VoxForge
Well, I could build a model this weekend, until that you probably need to install and try pocketsphinx either on windows or, better on Linux. About language model, filtering is a trivial step already done by language modelling toolkits, we'll return to this later when we'll have acoustic model but you only need to use one of them.
Hi nsh,
Unfortunately I have not moved any German audio to subversion.
However, here is quick and dirty way to get the audio:
1. $wget -r -l2 http://www.voxforge.org/home/downloads/speech/german-speech-files -A "ralfherzog*"
this will create a directory called www.voxforge.org
2. search the directory for *.zip files using Gnome's search tool, and drag the results to the directory you want.
Ken
Ok, I created a model from a third of audio data, you can download it here:
http://www.mediafire.com/?2bmbsmmzrm5
it decodes numbers quite well
Hi nsh,
Yes, go for it!

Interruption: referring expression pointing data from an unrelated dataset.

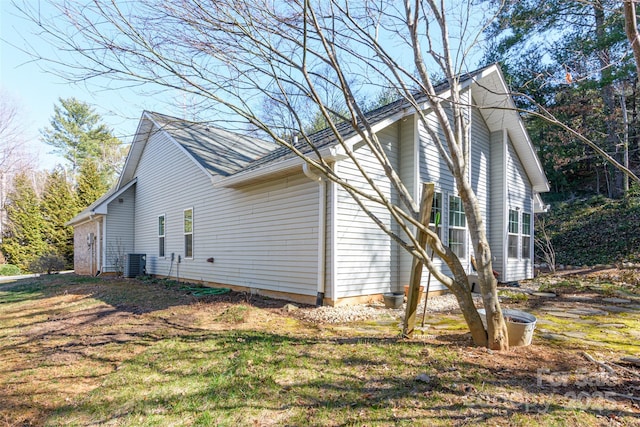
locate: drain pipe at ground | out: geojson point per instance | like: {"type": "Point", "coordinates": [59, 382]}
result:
{"type": "Point", "coordinates": [322, 235]}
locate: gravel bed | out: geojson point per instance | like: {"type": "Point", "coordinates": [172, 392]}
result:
{"type": "Point", "coordinates": [446, 303]}
{"type": "Point", "coordinates": [361, 312]}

You should have commit access to the German svn repository... if not let me know.
I'll need to update the scripts to create the gzipped tar files and rsync to the VF repository to allow downloads.
thanks,
Ken
Hello Ken,
I can see that you are trying to find a solution for ticket # 321 (Windows: SpeechSubmission app for German - umlauts not displaying properly).
Perhaps this might help. My different "prompts.txt" files (de1, de2, ... de150) should be encoded in "ANSI" (Notepad++ under Windows XP). Take a look into the Wikipedia:
"the phrase "ANSI" refers to the Windows ANSI code pages [...]."
Notepad++ offers the possibility to convert a prompts.txt file (obviously some kind of Windows ANSI code, perhaps encoded in Windows-1252?) into UTF-8. This option is available via the Notepad++ menu Format-"Convert to UTF-8."
So perhaps my prompts should be converted from ANSI into UTF-8 using Notepad++?
So you wouldn't have to find a solution via Java. You may just use a simple text editor to do the conversion.
Thanks and greetings, Ralf
Hi Ralf,
Thanks for advice, though I think it might be something more than just the character encodings of the text files (ANSI, UTF-8, ...). The reason I think it might be is that they display fine on my install of Linux (FC6). The problem might be related to the default character set the user selects on their Windows or Linux machine.
I need to look into this further,
Ken
Hi Ralf,
I've updated the speech submission app (now on release 0.1.4). The encoding problem should now be fixed.
Basically, Java takes the default encoding of whatever computer it is running on. So even though the prompts might look OK on my computer (using UTF-8), it might look different on someone elses computer (usually Windows).
Please let me know if you still are having character display problems.
thanks,
Ken